Voor het bepalen van de familierelatie wordt zowel de jeugdige als uitgangspunt genomen als de ouder(s). Onder bloed- of aanverwantschap wordt verstaan:

  • -

    Eerste graad: ouder en (adoptie) kind

  • -

    Tweede graad: grootouder, kleinkind, broer en zus.

  • -

    Derde graad: overgrootouder; achterkleinkind; neef en nicht (de kinderen van broer of zus); de oom/tante (de broer/zus van de ouder.

De familierelatie wordt bepaald vanaf de jeugdige en zijn ouder. Bijvoorbeeld, het kind van een oom/tante van de jeugdige, is altijd sociaal netwerk, want het betreft derde graad verwantschap aan de ouder. Als een persoon die valt onder het eerste lid van dit artikel ook een jeugdhulpverlener is als genoemd in de Jeugdwet, wordt deze persoon toch gerekend tot het sociaal netwerk en is het tarief voor het sociaal netwerk van toepassing. Ook niet familieleden mogen worden ingezet, mits zij voldoen aan de voorwaarden als gesteld in artikel 16 van de Nadere Regels.

Artikel 15.Voorwaarden voor de inzet van het sociaal netwerk

Er is een algemeen kader om te bepalen of jeugdhulp moet worden ingezet. Deze voorwaarden voor het sociaal netwerk wordt zo nodig aansluitend gebruikt om te bepalen of de inzet van een jeugdhulpaanbieder/-verlener niet passend is en het sociaal netwerk wel een passend alternatief is. Aangezien de eisen uit de Jeugdwet niet van toepassing zijn op het sociaal netwerk, maar het wel gaat over het verlenen van jeugdhulp aan een jeugdige wordt de inzet nader onderzocht met behulp van deze voorwaarden.

Als het sociaal netwerk wordt ingezet met een pgb, ontvangen zij een inkomen. Het pgb is niet bedoeld om het inkomen aan te vullen of het verlies van inkomsten te compenseren; er dient tijdens het onderzoek te worden afgewogen of de persoon uit het sociaal netwerk een afweging moet maken tussen het bieden van hulp, zorg en ondersteuning voortkomend uit de problemen en stoornissen van de jeugdige en het verwerven van inkomen.
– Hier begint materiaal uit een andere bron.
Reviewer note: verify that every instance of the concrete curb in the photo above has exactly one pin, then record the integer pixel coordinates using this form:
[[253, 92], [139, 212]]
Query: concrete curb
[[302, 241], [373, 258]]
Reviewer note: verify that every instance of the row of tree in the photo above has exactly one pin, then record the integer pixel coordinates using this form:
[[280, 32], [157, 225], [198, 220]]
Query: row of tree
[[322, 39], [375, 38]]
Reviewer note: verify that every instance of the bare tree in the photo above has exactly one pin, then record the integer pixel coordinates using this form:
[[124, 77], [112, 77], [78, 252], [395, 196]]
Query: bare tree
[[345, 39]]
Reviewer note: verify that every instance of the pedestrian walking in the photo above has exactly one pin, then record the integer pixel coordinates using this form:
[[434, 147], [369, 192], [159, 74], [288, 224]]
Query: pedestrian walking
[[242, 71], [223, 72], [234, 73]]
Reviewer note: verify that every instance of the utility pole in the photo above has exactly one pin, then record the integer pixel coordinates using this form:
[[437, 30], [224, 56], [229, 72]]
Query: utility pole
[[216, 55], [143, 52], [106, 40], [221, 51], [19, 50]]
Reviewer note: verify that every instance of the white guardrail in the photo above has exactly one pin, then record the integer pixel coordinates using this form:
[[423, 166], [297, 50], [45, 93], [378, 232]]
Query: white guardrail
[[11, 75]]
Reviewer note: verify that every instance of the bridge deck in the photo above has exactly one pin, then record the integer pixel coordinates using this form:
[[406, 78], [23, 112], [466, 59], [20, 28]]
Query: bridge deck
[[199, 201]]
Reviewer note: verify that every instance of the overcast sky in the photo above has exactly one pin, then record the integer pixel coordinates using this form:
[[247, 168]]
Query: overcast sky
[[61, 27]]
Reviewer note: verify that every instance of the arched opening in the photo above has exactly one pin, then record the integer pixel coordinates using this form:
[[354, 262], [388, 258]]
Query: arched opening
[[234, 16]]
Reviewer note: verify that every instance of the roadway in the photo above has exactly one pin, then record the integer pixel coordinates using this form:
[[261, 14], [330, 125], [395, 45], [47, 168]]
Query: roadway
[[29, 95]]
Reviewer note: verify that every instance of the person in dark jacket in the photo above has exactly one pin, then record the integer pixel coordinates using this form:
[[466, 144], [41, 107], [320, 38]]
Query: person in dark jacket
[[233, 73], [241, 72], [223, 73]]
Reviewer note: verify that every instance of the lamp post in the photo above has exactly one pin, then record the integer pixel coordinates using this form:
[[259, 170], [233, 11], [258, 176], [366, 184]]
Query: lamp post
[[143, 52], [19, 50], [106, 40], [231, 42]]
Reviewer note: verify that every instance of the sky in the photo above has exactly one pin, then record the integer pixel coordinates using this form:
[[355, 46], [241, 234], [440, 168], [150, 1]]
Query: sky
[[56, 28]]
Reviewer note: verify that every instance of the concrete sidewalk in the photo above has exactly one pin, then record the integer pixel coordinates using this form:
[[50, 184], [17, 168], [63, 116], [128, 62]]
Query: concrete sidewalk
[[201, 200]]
De uitkomsten van dit onderzoek worden meegenomen bij het advies van de jeugdprofessional of er ter zake wel of geen voorziening voor jeugdhulp wordt toegekend.

Artikel 16.Eisen aan het sociaal netwerk

Het sociaal netwerk kan niet voldoen aan de kwaliteitseisen die aan jeugdhulpaanbieders/-verleners worden gesteld in de Jeugdwet. Daarom heeft het college zelf eisen gesteld waaraan de persoon uit het sociaal netwerk moet voldoen. Zo moet onder andere deze persoon de leeftijd van 18 jaar hebben bereikt en in staat zijn de hulp, zorg en ondersteuning passend te bieden die nodig is voor de vastgestelde problemen. Eerder is immers vastgesteld dat de jeugdige problemen en stoornissen heeft, die de inzet van jeugdhulp maakt. Het sociaal netwerk moet in staat de doelen te realiseren, die in het actieplan zijn opgenomen.
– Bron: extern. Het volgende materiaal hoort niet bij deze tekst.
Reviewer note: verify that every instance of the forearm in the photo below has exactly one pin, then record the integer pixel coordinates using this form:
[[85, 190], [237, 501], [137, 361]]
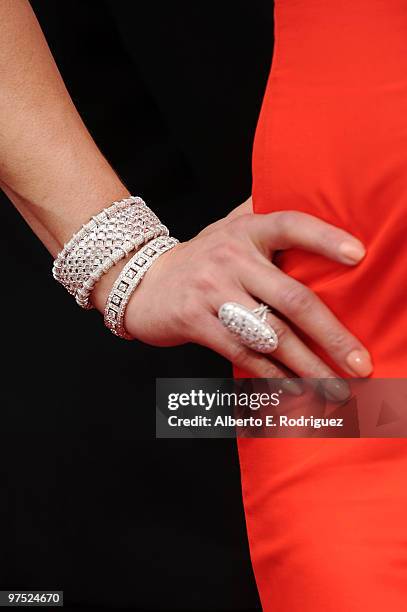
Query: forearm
[[49, 165]]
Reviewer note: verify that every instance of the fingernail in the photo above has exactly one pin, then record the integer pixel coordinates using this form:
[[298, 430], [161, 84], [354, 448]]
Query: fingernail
[[336, 389], [360, 363], [352, 251], [291, 386]]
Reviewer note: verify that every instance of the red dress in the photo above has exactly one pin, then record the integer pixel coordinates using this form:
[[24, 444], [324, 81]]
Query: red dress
[[327, 518]]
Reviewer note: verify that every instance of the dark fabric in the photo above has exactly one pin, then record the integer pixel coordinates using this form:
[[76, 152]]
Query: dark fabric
[[91, 502]]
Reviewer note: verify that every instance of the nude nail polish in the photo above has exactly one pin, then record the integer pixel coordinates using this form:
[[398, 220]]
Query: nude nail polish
[[360, 363], [352, 251]]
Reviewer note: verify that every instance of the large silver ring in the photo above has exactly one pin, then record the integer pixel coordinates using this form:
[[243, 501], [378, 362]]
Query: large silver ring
[[250, 326]]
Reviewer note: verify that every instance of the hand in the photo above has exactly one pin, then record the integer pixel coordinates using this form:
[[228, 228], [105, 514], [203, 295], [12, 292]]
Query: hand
[[230, 260]]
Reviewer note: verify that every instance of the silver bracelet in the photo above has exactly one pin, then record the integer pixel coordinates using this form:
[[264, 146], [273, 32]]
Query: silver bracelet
[[106, 239], [129, 278]]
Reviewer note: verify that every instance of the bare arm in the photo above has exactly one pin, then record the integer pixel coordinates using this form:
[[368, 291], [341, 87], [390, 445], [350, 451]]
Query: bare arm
[[55, 175], [49, 165]]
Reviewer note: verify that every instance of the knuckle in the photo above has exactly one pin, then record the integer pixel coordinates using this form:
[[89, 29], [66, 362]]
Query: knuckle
[[190, 312], [285, 220], [297, 300], [222, 252], [242, 222], [204, 281], [336, 340], [280, 329]]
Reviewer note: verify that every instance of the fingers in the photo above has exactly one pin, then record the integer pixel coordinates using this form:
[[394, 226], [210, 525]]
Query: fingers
[[223, 342], [292, 229], [301, 306]]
Ook mag de persoon uit het sociaal netwerk geen handelingen uitvoeren die alleen door professionals zouden moeten worden uitgevoerd. Het bieden van hulp, zorg en ondersteuning aan de jeugdige mag er niet toe leiden dat deze persoon zelf overbelast raakt.

Verder is het van belang dat het pgb niet wordt misbruikt voor andere doeleinden en de inzet van een persoon uit het sociaal netwerk een vrije keuze is van de aanvrager.